Lake Superior is not the largest fresh body of water in the world. Lake Baykal (Baikal) in Russia, because of its great depths (5,000 feet in some places) has the greatest volume of fresh water on Earth at 6 quadrillion gallons.  Lake Tanganyika in east Africa is second with 5 quadrillion gallons followed by Lake Superior at 3 quadrillion (3,000,000,000,000,000) gallons.

Lake Superior Facts

  • Lake Superior contains 10% for all the freshwater on the planet Earth
  • It covers 82,000 square kilometers or 31,700 square miles.
  • The averaged depth is 147 meters or 483 feet.

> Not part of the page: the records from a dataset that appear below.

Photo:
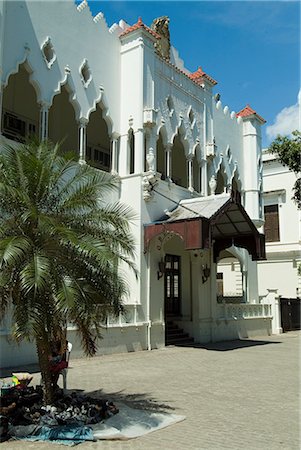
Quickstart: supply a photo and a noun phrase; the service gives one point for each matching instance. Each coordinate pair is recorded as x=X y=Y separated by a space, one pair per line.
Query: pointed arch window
x=131 y=143
x=85 y=73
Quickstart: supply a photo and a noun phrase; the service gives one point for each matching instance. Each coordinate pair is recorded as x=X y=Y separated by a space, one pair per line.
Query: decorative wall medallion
x=170 y=106
x=85 y=73
x=48 y=52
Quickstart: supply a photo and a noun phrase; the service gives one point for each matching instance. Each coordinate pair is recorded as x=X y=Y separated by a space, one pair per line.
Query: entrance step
x=174 y=335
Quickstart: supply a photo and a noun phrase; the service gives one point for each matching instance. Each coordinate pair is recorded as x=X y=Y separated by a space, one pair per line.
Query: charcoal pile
x=24 y=407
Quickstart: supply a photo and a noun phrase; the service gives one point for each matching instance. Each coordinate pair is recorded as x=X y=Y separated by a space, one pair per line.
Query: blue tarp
x=62 y=434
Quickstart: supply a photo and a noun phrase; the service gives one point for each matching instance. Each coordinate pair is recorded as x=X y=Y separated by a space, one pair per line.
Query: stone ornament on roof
x=200 y=76
x=161 y=27
x=140 y=26
x=247 y=111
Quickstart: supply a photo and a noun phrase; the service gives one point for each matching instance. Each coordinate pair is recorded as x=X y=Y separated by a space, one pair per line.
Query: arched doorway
x=20 y=110
x=229 y=279
x=63 y=127
x=98 y=152
x=179 y=163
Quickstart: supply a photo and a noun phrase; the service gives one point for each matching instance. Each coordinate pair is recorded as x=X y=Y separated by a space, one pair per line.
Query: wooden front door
x=172 y=285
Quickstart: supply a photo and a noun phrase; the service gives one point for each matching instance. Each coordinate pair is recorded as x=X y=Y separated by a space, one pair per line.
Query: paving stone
x=244 y=398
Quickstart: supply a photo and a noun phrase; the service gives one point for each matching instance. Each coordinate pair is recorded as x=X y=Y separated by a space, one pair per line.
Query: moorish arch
x=62 y=123
x=230 y=277
x=161 y=153
x=20 y=109
x=221 y=180
x=98 y=152
x=196 y=170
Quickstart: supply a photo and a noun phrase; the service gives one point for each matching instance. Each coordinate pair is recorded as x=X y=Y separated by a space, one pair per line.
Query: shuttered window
x=271 y=226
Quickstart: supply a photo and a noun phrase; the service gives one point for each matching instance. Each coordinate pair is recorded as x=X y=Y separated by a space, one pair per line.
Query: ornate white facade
x=110 y=95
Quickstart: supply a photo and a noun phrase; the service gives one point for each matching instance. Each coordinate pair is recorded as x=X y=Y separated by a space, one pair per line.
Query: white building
x=189 y=167
x=283 y=237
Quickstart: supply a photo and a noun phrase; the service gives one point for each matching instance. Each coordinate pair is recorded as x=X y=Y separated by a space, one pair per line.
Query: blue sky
x=252 y=48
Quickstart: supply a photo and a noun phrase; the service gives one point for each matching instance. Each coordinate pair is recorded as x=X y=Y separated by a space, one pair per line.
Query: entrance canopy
x=217 y=221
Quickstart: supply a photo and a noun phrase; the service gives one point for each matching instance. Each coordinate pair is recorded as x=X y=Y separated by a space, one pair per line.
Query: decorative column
x=82 y=140
x=139 y=151
x=151 y=150
x=1 y=112
x=212 y=185
x=114 y=146
x=168 y=161
x=190 y=172
x=44 y=112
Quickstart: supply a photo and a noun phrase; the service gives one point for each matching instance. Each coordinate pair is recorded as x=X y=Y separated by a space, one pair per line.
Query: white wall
x=280 y=270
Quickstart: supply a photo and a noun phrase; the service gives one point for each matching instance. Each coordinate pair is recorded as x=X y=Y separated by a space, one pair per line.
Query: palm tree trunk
x=43 y=350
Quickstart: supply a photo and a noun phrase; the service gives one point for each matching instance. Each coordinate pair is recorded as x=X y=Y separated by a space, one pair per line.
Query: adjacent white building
x=189 y=167
x=282 y=232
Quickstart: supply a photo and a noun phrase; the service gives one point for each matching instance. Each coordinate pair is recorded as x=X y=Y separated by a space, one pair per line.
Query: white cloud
x=286 y=121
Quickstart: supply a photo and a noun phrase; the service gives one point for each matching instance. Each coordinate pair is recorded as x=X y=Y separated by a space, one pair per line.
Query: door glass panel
x=168 y=286
x=176 y=286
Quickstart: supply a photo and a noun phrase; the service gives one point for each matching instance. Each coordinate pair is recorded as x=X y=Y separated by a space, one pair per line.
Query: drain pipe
x=148 y=320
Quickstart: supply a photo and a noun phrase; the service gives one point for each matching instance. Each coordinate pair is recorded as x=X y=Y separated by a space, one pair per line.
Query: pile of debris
x=25 y=407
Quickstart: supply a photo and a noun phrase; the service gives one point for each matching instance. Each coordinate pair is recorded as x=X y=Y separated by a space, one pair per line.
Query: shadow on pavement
x=136 y=401
x=228 y=345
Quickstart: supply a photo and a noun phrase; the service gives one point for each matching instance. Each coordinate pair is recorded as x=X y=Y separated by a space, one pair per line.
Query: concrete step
x=176 y=336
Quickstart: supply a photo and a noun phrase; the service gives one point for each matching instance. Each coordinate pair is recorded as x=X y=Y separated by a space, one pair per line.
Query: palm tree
x=60 y=248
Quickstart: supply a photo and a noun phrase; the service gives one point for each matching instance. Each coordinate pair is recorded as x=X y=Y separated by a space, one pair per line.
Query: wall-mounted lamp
x=205 y=273
x=161 y=269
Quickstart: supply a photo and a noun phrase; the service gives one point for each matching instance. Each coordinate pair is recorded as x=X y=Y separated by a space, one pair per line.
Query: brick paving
x=237 y=395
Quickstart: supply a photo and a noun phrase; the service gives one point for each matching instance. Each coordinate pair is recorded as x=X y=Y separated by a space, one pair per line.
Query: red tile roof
x=199 y=75
x=248 y=111
x=140 y=25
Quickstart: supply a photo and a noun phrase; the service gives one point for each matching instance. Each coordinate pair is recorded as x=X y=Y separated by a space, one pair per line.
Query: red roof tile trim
x=140 y=25
x=199 y=75
x=248 y=111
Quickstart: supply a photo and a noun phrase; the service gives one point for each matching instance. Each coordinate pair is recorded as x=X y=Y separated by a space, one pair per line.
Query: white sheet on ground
x=131 y=423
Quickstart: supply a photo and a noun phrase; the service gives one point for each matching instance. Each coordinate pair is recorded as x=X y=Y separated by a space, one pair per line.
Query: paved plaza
x=235 y=395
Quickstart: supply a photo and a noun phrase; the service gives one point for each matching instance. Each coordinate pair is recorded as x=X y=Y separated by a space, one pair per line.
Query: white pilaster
x=190 y=172
x=82 y=140
x=151 y=150
x=123 y=155
x=139 y=151
x=1 y=97
x=44 y=113
x=168 y=161
x=114 y=156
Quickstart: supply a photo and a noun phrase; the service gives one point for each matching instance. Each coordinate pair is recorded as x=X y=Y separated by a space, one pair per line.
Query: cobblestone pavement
x=235 y=395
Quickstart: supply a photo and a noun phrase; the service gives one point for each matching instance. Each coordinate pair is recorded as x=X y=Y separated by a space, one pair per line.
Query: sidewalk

  • There have been about 350 shipwrecks recorded on Lake Superior.
  • Lake Superior is, by surface area the largest lake in the world.
  • A Jesuit priest in 1868 name it Lac Tracy, but the name was never officially adopted.
  • It contains as much water as all the other Great Lakes combined plus 3 extra Lake Erie’s.
  • There is a small outflow from the lake at St. Mary’s (Sault Ste. Marie) into the Lake Huron, but it takes almost 2 centuries for the water to be completely replaced.
  • There is enough water in Lake Superior to cover all of North and South America with a foot of water.
  • Lake Superior was formed during the last glacial retreat making it one of the Earth’s youngest major features at about 10,00 years old.
  • The deepest point in the lake is 405 meters or 1,333 feet.
  • There are 78 different species of fish that call the big lake home.
  • The maximum wave ever recorded on Lake Superior was 51 feet near Whitefish Bay.
  • If you stretched the shoreline of Lake Superior out into a straight line it would be long enough to reach from Duluth to the Bahamas.
  • Over 300 streams and rivers empty into Lake Superior with the largest being the Nipigon River.
  • The average underwater visibility of Lake Superior is about 8 meters or 27 feet making it the clearest and cleanest of the Great Lakes.  65-75 feet of visibility in some areas.
  • In the summer the sun sets more than 35 minutes later on the western shore of Lake Superior than on the southeastern edge.
  • Some of the world’s oldest rocks formed about 2.7 billion years ago, can be found on the Ontario shore of Lake Superior.
  • Lake Superior rarely freezes over completely and then for just a few hours. Complete freezing occurred in 1962, 1979, 1997 and 2009.